Jestem w stanie wytypować w ciemno utwory, do których jurorskie sarkazmy się odnoszą, a które właśnie czerpią swoją formę z wymienionej przeze mnie poetyki, które nigdy nie będą tekstami spełniającymi paradygmaty klasycznej logiki Są one na pewno programowo nielinearne, wieloznaczne, wielowarstwowe, wielowymiarowe i wymagające współudziału odbiorcy przy tworzeniu ich możliwych sensów. Przy czym - według mnie - raczej już wyszły z fazy eksperymentu literackiego i realizują specyficzny sposób kształtowania struktury utworu.
Nie chce mi się wierzyć w to, że teoria "dzieła otwartego" jest nieznana profesjonalnym ekspertom.

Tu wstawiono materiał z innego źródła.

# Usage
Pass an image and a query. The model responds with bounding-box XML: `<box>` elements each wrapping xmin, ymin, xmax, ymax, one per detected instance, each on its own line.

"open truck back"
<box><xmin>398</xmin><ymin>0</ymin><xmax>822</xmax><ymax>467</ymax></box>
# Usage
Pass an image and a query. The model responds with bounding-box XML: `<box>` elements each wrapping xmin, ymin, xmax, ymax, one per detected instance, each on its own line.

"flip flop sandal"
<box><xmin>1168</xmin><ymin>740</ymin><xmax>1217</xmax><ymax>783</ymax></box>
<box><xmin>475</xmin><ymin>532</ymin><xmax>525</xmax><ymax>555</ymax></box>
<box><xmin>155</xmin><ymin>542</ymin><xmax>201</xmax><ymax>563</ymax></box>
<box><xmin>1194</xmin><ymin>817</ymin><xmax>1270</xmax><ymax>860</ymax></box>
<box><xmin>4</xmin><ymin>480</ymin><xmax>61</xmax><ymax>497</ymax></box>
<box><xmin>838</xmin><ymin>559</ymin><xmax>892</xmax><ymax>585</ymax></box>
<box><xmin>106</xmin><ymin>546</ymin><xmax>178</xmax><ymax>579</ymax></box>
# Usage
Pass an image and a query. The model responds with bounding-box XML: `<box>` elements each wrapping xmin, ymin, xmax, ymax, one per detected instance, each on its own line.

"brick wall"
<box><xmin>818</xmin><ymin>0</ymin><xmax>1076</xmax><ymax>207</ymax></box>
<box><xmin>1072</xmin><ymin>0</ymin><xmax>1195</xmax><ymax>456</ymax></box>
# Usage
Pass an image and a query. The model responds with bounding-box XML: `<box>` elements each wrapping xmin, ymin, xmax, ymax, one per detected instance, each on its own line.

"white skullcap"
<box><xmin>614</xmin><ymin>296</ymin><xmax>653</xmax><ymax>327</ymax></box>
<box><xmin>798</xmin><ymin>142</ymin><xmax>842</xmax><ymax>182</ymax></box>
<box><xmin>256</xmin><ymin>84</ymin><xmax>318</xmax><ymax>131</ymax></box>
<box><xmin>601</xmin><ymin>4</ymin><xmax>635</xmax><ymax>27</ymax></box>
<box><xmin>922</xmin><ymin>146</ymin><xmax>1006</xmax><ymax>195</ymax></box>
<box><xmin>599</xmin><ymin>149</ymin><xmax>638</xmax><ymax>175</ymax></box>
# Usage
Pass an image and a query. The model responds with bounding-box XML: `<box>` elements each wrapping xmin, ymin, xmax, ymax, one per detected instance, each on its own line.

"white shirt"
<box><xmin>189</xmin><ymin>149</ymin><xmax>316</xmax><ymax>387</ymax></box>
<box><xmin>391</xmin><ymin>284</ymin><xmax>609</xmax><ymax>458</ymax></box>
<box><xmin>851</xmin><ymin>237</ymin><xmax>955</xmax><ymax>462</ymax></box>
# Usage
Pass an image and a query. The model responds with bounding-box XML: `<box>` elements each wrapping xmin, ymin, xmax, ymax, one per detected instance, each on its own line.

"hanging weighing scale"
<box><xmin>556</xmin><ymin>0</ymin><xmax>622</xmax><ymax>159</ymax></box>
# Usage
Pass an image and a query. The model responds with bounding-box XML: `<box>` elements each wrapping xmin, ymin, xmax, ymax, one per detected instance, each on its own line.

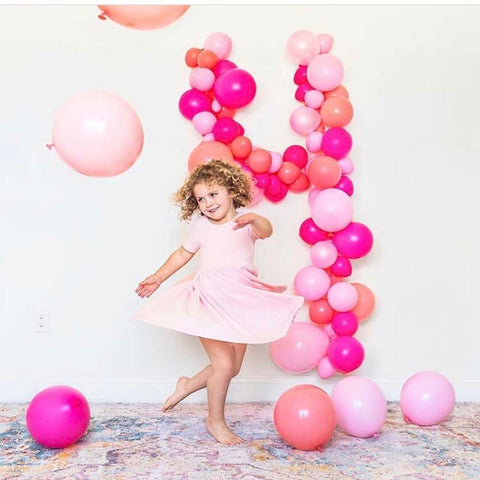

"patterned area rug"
<box><xmin>0</xmin><ymin>403</ymin><xmax>480</xmax><ymax>480</ymax></box>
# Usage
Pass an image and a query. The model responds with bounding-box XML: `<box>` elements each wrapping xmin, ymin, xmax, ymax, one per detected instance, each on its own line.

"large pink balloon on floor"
<box><xmin>270</xmin><ymin>322</ymin><xmax>329</xmax><ymax>373</ymax></box>
<box><xmin>400</xmin><ymin>371</ymin><xmax>455</xmax><ymax>426</ymax></box>
<box><xmin>273</xmin><ymin>384</ymin><xmax>335</xmax><ymax>450</ymax></box>
<box><xmin>98</xmin><ymin>5</ymin><xmax>190</xmax><ymax>30</ymax></box>
<box><xmin>52</xmin><ymin>91</ymin><xmax>143</xmax><ymax>177</ymax></box>
<box><xmin>331</xmin><ymin>376</ymin><xmax>387</xmax><ymax>438</ymax></box>
<box><xmin>26</xmin><ymin>385</ymin><xmax>90</xmax><ymax>448</ymax></box>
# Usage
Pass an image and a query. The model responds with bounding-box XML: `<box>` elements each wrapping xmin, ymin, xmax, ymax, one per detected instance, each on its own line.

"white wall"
<box><xmin>0</xmin><ymin>5</ymin><xmax>480</xmax><ymax>402</ymax></box>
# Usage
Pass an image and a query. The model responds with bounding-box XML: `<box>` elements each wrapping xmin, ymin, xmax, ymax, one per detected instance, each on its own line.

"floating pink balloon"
<box><xmin>307</xmin><ymin>53</ymin><xmax>343</xmax><ymax>92</ymax></box>
<box><xmin>270</xmin><ymin>322</ymin><xmax>329</xmax><ymax>373</ymax></box>
<box><xmin>332</xmin><ymin>222</ymin><xmax>373</xmax><ymax>258</ymax></box>
<box><xmin>52</xmin><ymin>91</ymin><xmax>143</xmax><ymax>177</ymax></box>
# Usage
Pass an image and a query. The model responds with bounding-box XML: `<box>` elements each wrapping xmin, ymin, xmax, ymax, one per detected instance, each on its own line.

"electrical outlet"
<box><xmin>35</xmin><ymin>311</ymin><xmax>50</xmax><ymax>333</ymax></box>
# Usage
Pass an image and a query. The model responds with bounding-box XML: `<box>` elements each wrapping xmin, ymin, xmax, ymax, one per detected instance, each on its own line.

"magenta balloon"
<box><xmin>52</xmin><ymin>91</ymin><xmax>143</xmax><ymax>177</ymax></box>
<box><xmin>299</xmin><ymin>218</ymin><xmax>328</xmax><ymax>245</ymax></box>
<box><xmin>321</xmin><ymin>127</ymin><xmax>353</xmax><ymax>160</ymax></box>
<box><xmin>26</xmin><ymin>385</ymin><xmax>90</xmax><ymax>448</ymax></box>
<box><xmin>333</xmin><ymin>175</ymin><xmax>354</xmax><ymax>197</ymax></box>
<box><xmin>178</xmin><ymin>88</ymin><xmax>212</xmax><ymax>120</ymax></box>
<box><xmin>332</xmin><ymin>222</ymin><xmax>373</xmax><ymax>258</ymax></box>
<box><xmin>328</xmin><ymin>336</ymin><xmax>365</xmax><ymax>373</ymax></box>
<box><xmin>213</xmin><ymin>68</ymin><xmax>257</xmax><ymax>108</ymax></box>
<box><xmin>400</xmin><ymin>371</ymin><xmax>455</xmax><ymax>426</ymax></box>
<box><xmin>270</xmin><ymin>322</ymin><xmax>330</xmax><ymax>373</ymax></box>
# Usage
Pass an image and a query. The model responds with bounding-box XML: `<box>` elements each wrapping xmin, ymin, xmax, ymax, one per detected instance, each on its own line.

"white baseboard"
<box><xmin>0</xmin><ymin>375</ymin><xmax>480</xmax><ymax>403</ymax></box>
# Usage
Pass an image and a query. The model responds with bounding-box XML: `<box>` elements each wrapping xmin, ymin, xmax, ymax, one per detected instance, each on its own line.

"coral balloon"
<box><xmin>270</xmin><ymin>322</ymin><xmax>329</xmax><ymax>373</ymax></box>
<box><xmin>188</xmin><ymin>142</ymin><xmax>234</xmax><ymax>172</ymax></box>
<box><xmin>26</xmin><ymin>385</ymin><xmax>90</xmax><ymax>448</ymax></box>
<box><xmin>400</xmin><ymin>371</ymin><xmax>455</xmax><ymax>426</ymax></box>
<box><xmin>332</xmin><ymin>376</ymin><xmax>387</xmax><ymax>438</ymax></box>
<box><xmin>98</xmin><ymin>5</ymin><xmax>190</xmax><ymax>30</ymax></box>
<box><xmin>273</xmin><ymin>384</ymin><xmax>335</xmax><ymax>450</ymax></box>
<box><xmin>52</xmin><ymin>91</ymin><xmax>143</xmax><ymax>177</ymax></box>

Bardziej prawdopodobne wydaje mi się, że z różnych powodów jeszcze nie utorowała ona sobie drogi we współczesnej poezji, przede wszystkim "konkursowej", albo że jest na tyle wymagająca oraz oczekująca od odbiorców rozległych kompetencji, zaangażowania i czytelniczej wnikliwości, iż po prostu nie sprawdza się jako model i narzędzie analizy.
Jakkolwiek kontrowersyjna (Eco zarzucano oczywiście tworzenie pseudomerytorycznych podwalin pod propagowanie bełkotu i chaosu artystycznego), ma ona jednakże swoje miejsce w debacie programowej. Wiele współczesnych wierszy doskonale się wpisuje w to, o czym Eco pisał 60 lat temu, a dopiero teraz mogło się u nas rozwinąć - w rzeczywistości wolnej od imperatywów politycznych, ideologicznych i w innych uwarunkowaniach społecznych, kulturowych.
Warto to mieć na względzie, zanim sformułuje się arbitralnie pewne zastrzeżenia bez wstępnej refleksji. Oczywiście gusta jurorów mogą żyć własnym życiem, lecz nie rozumiem niedostrzegania oczywistości - mam na myśli to, co widać na pierwszy rzut oka z części zaprezentowanych tekstów (zgodność z pewną tendencją, rozwijającą się samorzutnie w środowiskach poetyckich) i czemu przypisano fałszywą etykietę. O deprecjacji - moim zdaniem - jednych z wartościowszych propozycji konkursowych nie wspomnę, w końcu
de gustibus...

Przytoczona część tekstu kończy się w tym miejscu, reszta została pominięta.